I also loved Wild by Cheryl Strayed.

froomeonthebroom · 16/03/2024 17:32

Archipelago by Monique Roffey

froomeonthebroom · 16/03/2024 17:34

An Embarrassement of Mangoes by Ann Vanderhoof

Karmagician · 16/03/2024 17:45

I love 'Wild' by Cheryl Strayed - also a movie with Reece Witherspoon but the book is much better!

PeonyFlush72 · 16/03/2024 17:52

@LipstickLil Thank you, I didn't know there were follow ups to DOL so I will look those up.

OP posts:
spiderlight · 16/03/2024 17:56

The three Raynor Winn books were the first to come to mind.

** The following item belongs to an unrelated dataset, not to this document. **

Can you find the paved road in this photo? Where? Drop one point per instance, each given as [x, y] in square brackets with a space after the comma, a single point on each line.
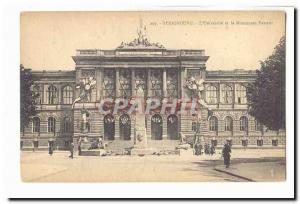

I also enjoyed 'Travels with Boogie' and 'Boogie up the Pennine Way' by Mark Wallington, although it's years since I read them, and Chris Stewart's books - I think the first one is 'Driving over Lemons'.

SomersetTart · 16/03/2024 18:41

Another vote for A Wood of One's Own - Ruth Pavey, Travels with Boogie' and 'Boogie up the Pennine Way' by Mark Wallington too. Also Catriona Davies 'Homesick.'

Others I've loved: -

Bella Figura by Kamin Mohammadi - fabulously rich story about a magazine editor who moves to Italy, makes a home and life and learns how to fully inhabit herself.

Devorgilla Days by Kathleen Hart. The author has been to death's door with multiple health problems and escapes to a new life in Scotland's book town Wigtown. She renovates a cottage, throws herself into the community and finds balm and healing in nature and the sea. I'm reading it now for the second time. Perfect, inspiring ,uplifting.

Burn: A Story of Fire, Wood and Healing by Ben Short. A man escapes advertising hell for a life in a wagon in the woods and a dog.

A year on the Marsh by Simon Barnes. Life with nature all around seen through the author's eyes and those of his amazing son Eddie who has Downs Syndrome and can teach us all a thing or two about how to live. I loved this.

The Man Who Hated Walking by Overend Watts. He was in the band Mott the Hoople. This is a book about walking the South West Coast Path that's full of humour and life and the opposite of The Salt Path.